One of our recent reading assignment has been the Ecar National Study of Undergraduate Students and Information Technology 2011, published by Educause. It is based on a survey of 3,000 college students in the US. I suspect the results would not be much different in the UK, although of course that point could be debated. Nevertheless, it is full of interesting findings that should help educational bodies grapple with one of their most urgent questions – how do we use technology as effectively as possible to improve the education we offer. This question is particularly urgent as information technology becomes more and more embedded in our daily lives, and particularly those of young people (as the report findings demonstrate).
For me, three findings stood out as particularly interesting, perhaps because they are questions that have been on my mind anyway…
Firstly, there is a clear gap between the skills students feel they need to make best use of technology and those that they already have. A surprising 48% of students wish they knew how to use programming language better, 41% audio-creation software and so on. 41% do not think they have sufficient skills on spreadsheets and 39% on use of e-books.
This is evidence that the educational system is failing in a big way to give students the life skills that they need. It ties in perfectly with case passionately made by John Naughton recently that all schoolchildren, regardless of whether they will have careers in computing, need to be taught to code and to understand the fundamental principles of computing. Instead, judging by my children, they are lucky to be taught how to use Microsoft Office products. This is helpful, of course, but the products will not be around forever. Our children need deeper understanding of technology and our schools need to deliver it. Otherwise this issue will be more serious for the next generation of students.
Secondly, asking about students’ preferred learning environments revealed a very clear finding – 45% of students preferred seminars and small classes with some online components. This is far ahead of any other category. Many courses, certainly in the UK, are either delivered entirely face-to-face or entirely online. These findings would suggest that a mix between the two is ideal. Certainly, as I have previously argued, there is no basis for the assumption that face-to-face education is inherently “better” than online.
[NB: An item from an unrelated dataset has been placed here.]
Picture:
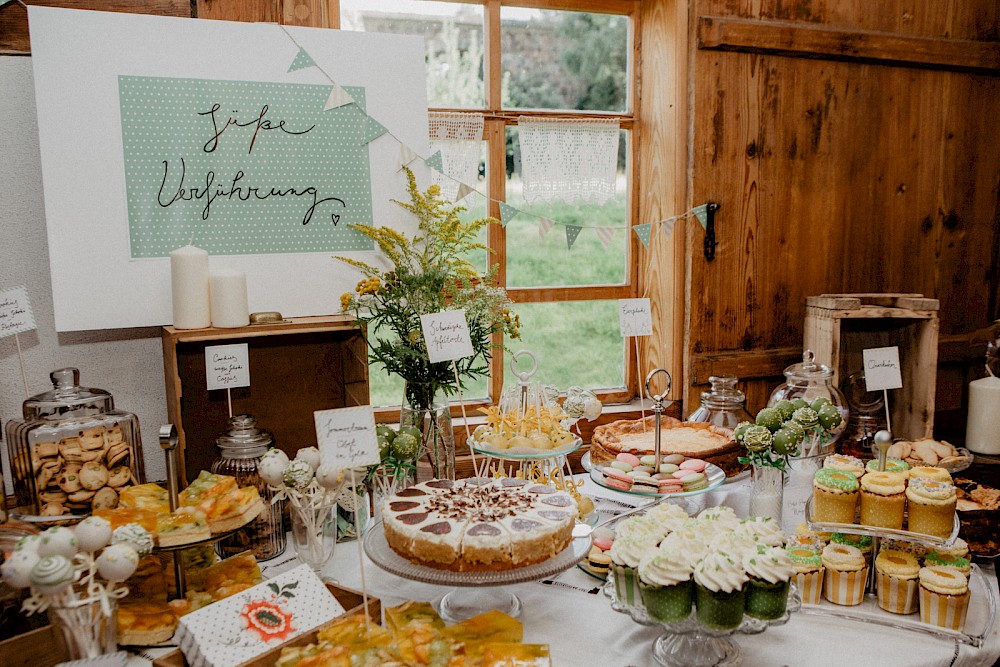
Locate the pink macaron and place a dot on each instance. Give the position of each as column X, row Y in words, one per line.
column 630, row 459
Finally, students’ perception of the effectiveness of their institution’s use of technology is tied to three factors:
- Effective use of technology
- Use of technology frequently enough
- The seamless integration of technology into courses
The report is careful to stress that there is no “magic bullet” that will automatically satisfy these criteria. Determining what “effective use” is in any given context, for example, requires hard work. But the aspiration for all bodies responsible for education should be clear – spend some time to work out what is effective, increase your usage as a priority and do not regard technology as a bolt-on. As one student surveyed put it “Make the technology more integrated to the learning environment and use more than just PowerPoint”. The more deeply we can rethink and redesign our courses to take advantage of the technology, the better.